= Oscar Álvarez (politician) =

Honduran politician

Oscar Alvarez is a former Honduran politician who served as Secretary of Public Security for the Government of Honduras from 2002 to 2005, as well as serving from 2010 to 2011 under a different administration. He has also been elected to the National Congress of Honduras multiple times, where he held the distinction of named Congressional Party Leader by his peers for the duration of the 2014 term.

==Minister of Public Security==
Álvarez is in charge of all internal security for Honduras. In his first term he played a key role in helping to implement Homeland Security’s CSI (Container Security Initiative), which gave Hondurans the ability to ship containers to any port in the United States without major security restrictions.

Álvarez also worked closely with several United States agencies in the fight against organized crime, narcotics trafficking, terrorism, human smuggling, and gangs. Such agencies include but are not limited to: Drug Enforcement Administration (DEA), Federal Bureau of Investigation (FBI), Customs and Border Protection (CBP), Immigration and Customs Enforcement (ICE), and the Central Intelligence Agency (CIA). His attempts to make Honduras safer led to a tough crackdown on gangs that saw many gang members put in jail.

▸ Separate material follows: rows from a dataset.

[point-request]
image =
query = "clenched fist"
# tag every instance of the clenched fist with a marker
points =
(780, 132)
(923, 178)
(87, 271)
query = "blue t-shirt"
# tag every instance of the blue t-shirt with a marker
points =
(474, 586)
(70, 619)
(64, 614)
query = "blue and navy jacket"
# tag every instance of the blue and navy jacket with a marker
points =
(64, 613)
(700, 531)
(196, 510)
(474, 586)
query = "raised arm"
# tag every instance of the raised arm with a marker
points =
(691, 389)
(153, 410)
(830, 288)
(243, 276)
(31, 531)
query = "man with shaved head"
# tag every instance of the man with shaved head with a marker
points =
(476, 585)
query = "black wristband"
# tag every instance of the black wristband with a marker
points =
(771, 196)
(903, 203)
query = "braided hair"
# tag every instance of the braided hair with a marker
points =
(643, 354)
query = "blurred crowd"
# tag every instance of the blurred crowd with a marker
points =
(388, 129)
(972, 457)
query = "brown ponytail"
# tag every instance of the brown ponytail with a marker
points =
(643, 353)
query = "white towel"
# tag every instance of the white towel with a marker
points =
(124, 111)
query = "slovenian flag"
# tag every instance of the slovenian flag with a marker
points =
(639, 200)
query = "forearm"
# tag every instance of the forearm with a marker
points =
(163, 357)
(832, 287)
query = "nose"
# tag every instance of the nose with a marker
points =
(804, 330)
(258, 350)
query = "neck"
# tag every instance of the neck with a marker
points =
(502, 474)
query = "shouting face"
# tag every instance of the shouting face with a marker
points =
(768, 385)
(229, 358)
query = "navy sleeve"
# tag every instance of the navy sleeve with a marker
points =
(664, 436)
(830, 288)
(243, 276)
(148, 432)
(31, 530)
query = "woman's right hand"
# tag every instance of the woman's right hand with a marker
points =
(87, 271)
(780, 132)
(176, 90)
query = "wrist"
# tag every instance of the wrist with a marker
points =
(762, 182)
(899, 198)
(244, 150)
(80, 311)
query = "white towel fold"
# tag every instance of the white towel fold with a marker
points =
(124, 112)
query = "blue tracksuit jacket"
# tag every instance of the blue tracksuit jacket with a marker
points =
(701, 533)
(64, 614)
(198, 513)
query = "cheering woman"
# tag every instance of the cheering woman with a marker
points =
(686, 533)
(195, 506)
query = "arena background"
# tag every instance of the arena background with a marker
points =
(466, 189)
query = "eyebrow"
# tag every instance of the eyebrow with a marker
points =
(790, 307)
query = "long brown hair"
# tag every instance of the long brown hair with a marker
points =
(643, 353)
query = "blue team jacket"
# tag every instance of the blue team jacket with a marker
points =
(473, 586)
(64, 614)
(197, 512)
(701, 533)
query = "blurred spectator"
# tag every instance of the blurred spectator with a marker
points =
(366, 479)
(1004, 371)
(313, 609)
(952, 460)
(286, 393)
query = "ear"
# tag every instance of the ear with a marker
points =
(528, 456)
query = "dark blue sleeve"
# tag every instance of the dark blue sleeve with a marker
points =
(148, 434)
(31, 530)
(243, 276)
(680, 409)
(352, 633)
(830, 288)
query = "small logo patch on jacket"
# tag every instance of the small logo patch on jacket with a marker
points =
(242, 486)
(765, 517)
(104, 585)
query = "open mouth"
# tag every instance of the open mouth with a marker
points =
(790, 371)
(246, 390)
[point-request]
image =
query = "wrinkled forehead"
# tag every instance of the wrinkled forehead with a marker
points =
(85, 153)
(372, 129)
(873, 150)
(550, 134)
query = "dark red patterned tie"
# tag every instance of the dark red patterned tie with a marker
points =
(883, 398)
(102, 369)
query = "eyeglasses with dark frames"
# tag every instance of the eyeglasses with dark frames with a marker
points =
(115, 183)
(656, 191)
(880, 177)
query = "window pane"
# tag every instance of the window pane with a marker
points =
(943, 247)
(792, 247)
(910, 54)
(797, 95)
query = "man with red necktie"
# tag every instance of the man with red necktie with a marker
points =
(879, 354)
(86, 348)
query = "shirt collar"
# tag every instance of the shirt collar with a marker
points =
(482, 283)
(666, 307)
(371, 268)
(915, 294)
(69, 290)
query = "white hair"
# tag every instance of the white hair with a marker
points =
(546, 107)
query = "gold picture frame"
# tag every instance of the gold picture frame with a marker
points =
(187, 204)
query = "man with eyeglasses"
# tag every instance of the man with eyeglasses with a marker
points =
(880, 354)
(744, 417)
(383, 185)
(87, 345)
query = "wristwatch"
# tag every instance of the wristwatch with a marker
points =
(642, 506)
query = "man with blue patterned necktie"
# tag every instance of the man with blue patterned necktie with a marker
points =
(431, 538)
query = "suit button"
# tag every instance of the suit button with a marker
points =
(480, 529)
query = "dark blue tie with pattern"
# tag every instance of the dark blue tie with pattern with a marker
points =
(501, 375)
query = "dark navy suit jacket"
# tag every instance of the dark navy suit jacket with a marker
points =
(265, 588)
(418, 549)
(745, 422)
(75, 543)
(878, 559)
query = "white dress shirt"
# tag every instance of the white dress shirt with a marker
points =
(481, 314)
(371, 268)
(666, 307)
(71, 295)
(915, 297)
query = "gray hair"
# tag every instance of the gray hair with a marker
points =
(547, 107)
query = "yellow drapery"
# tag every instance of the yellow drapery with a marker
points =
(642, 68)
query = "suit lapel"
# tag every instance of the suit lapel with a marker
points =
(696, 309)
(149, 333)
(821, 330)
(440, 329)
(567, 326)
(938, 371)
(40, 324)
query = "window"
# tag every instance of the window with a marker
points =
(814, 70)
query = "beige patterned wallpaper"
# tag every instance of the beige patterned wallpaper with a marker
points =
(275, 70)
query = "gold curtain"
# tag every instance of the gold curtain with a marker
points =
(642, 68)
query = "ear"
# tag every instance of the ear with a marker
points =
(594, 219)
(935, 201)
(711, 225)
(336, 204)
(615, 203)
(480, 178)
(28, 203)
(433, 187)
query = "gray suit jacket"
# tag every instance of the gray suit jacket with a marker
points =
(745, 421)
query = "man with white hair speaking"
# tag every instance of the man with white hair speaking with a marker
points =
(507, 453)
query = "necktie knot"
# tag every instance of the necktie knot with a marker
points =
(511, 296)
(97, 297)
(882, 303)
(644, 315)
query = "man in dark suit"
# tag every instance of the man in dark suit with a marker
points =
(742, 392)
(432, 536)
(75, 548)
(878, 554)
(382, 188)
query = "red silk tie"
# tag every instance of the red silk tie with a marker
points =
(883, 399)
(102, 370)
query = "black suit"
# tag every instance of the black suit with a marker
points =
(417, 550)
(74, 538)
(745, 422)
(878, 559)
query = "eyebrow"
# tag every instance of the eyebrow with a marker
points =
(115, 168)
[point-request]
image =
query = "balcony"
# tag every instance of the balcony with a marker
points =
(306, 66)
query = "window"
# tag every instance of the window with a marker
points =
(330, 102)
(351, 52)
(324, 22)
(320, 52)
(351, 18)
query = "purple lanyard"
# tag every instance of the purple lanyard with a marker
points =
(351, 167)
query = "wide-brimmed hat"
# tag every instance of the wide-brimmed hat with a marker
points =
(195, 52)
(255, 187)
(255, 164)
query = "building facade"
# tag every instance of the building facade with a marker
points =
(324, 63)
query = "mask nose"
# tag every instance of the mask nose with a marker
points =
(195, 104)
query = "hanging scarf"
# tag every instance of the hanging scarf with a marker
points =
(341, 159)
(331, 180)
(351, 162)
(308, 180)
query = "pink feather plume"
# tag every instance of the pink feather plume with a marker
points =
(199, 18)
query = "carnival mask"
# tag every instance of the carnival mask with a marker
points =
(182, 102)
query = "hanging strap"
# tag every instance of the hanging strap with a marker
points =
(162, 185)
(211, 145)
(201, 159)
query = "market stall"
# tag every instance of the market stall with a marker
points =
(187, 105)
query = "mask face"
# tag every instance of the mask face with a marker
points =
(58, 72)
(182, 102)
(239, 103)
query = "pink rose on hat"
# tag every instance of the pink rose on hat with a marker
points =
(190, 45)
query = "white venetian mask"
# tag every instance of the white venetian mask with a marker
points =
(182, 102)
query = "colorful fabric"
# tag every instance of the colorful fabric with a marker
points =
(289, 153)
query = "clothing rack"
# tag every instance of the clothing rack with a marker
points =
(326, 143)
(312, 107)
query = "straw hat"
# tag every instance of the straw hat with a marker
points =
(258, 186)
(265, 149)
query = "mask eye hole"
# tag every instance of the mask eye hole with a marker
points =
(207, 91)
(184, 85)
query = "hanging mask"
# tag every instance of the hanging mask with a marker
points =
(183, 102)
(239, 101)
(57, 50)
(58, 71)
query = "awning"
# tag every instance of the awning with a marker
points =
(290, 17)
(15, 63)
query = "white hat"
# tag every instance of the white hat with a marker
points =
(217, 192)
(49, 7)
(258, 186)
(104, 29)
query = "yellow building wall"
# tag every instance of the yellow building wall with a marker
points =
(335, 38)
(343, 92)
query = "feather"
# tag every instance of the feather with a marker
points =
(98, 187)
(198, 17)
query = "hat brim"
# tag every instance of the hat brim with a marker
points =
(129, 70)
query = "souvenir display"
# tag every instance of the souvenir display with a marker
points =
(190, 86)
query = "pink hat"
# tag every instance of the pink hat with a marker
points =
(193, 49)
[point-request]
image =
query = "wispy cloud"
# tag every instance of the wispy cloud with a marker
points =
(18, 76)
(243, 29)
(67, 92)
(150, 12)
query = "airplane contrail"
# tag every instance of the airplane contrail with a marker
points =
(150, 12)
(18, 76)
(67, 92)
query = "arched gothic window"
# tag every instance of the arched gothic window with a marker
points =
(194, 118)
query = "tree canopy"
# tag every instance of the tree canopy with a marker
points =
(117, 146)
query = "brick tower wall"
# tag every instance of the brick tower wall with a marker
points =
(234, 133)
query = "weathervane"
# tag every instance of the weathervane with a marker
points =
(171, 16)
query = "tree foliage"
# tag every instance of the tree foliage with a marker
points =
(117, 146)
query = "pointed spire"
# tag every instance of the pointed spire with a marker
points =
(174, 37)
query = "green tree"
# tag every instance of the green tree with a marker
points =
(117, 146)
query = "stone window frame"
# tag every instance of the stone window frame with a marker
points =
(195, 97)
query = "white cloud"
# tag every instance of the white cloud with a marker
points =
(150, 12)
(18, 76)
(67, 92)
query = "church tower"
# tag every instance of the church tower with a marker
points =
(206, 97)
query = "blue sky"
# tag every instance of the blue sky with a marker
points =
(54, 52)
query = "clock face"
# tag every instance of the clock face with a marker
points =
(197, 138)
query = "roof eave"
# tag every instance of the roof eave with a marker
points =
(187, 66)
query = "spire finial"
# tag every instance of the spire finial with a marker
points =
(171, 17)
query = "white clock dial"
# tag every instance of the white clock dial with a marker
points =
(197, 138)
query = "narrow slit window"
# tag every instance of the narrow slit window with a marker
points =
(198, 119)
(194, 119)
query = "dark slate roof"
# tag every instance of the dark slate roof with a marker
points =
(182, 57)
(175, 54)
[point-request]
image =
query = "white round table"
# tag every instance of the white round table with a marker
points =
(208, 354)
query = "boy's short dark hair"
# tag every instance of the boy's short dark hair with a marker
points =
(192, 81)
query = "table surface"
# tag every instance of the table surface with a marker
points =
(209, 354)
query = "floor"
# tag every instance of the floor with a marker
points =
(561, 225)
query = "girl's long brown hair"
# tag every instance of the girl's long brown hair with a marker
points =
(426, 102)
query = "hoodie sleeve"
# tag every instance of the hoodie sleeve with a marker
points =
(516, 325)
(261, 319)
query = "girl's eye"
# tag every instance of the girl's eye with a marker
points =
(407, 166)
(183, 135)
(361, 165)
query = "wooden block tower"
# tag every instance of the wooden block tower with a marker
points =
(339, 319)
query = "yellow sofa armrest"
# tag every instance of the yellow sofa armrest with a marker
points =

Álvarez was also a key element in the establishment of the Honduran Border Patrol Units, in close cooperation with Homeland Security’s Border Tactical Units (BORTAC). Up to today, it is considered among the most successful exercises involving international cooperation in law enforcement between the United States of America and Honduras. On September 10, 2011 unexplained events led to the forced resignation of Alvarez and his closest staff. According to CSmonitor.com: “The departure of the Honduran Security Minister Oscar Alvarez, the leading crusader against police corruption in Honduras, is a victory for crooked cops.

With the departure of Honduran Security Minister Oscar Alvarez, an outspoken foe of police corruption, the country is facing an uphill battle as it grapples with attempts to reform its notorious police force.

In a surprise move, the administration of President Porfirio Lobo announced late Saturday night that it had accepted Mr. Alvarez's resignation. Up until now, he had been seen as one of the president’s closest and most influential advisers. While officials are claiming that the resignation was voluntary, Alvarez was joined by Foreign Minister Mario Canahuati as well as several other ministers and deputy ministers, suggesting they were dismissed as part of a major shake-up.”

==Past accomplishments==
Alvarez has held numerous presidential appointments in Honduras, including deputy chief of staff and director of the Office of Coordination and Analysis, which reports directly to the president of Honduras. Alvarez is founder and president of ATESA Seguridad, one of the largest security companies in Honduras. ATESA Seguridad provides turn key service to many major banks and industries. Services include risk analysis, due diligence, design and implementation of electronic and physical security, training and maintenance of the equipment. Also, Atesa Seguridad has done specialized work for global security companies such as Control Risk, Kroll and foreign intelligence services.

Alvarez attended several US military schools, including Ranger, Special Forces and the Corps of Cadets at Texas A&M University, where he had the distinction of being the first cadet to receive commission in a foreign army. During Alvarez's career he has been awarded several medals and recognitions, including the Honduran Army Combat Medal, Commendation Medal, US Special Forces School Achievement Medal and Special Recognition from the US State Department, FBI and DEA. Mr. Alvarez has a BA in political science from Texas A&M University and has attended the School of Advanced International Studies (SAIS) taking courses on International Relations and Security Studies.

==Family==
Alvarez is married and has four children.